Un affrontement entre Islam Makhachev et Ilia Topuria n’a encore jamais eu lieu, mais l’idée fait déjà saliver toute la planète MMA. En coulisses, ce potentiel choc est sérieusement évoqué pour 2026, et forcément, les avis des combattants les plus légitimes sont scrutés de près. Parmi eux, Charles Oliveira s’impose comme une référence absolue.
En 2025, Islam Makhachev a fait un choix fort en abandonnant sa ceinture lightweight pour monter chez les welterweights, dans la catégorie des moins de 77 kg. Un pari risqué mais assumé, qui a encore renforcé son statut dans l’histoire de l’UFC. De son côté, Ilia Topuria a pris la décision inverse en laissant vacant son titre featherweight pour s’installer chez les -70 kg, la division libérée par le Daghestanais. Résultat : deux champions dominants, deux trajectoires historiques, mais toujours aucun face-à-face dans l’Octogone.

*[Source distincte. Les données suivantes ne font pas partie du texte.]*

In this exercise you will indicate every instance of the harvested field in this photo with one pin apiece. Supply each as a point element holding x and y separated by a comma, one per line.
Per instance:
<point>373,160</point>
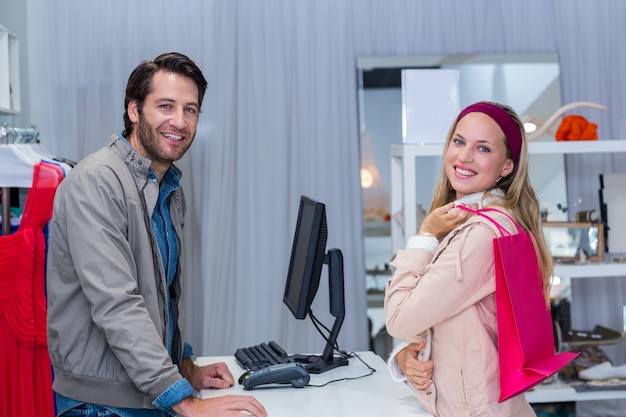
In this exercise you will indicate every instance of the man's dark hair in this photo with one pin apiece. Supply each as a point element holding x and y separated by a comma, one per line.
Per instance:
<point>140,80</point>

Invité dans une interview accordée à FlexCidine sur YouTube, Charles Oliveira n’a pas esquivé la question. Avec la lucidité de celui qui a affronté les deux hommes, le Brésilien a livré une analyse brute, sans langue de bois, fidèle à son image.
« Je pense que Makhachev n’a qu’un seul jeu. Il essaie de t’attraper et de t’emmener au sol. Topuria est extrêmement puissant, un vrai chasseur. Non pas seulement parce qu’il m’a mis K.-O., mais parce que je n’ai jamais été frappé aussi fort. Je n’avais jamais ressenti une telle puissance. En revanche, je n’ai jamais vu son travail au sol ou en clinch. S’ils restent debout, Ilia peut le mettre K.-O. Si Islam l’attrape, il peut aussi le finir. Ce sera très serré. Le vrai danger avec Ilia, c’est sa puissance quand tu dois réduire la distance. »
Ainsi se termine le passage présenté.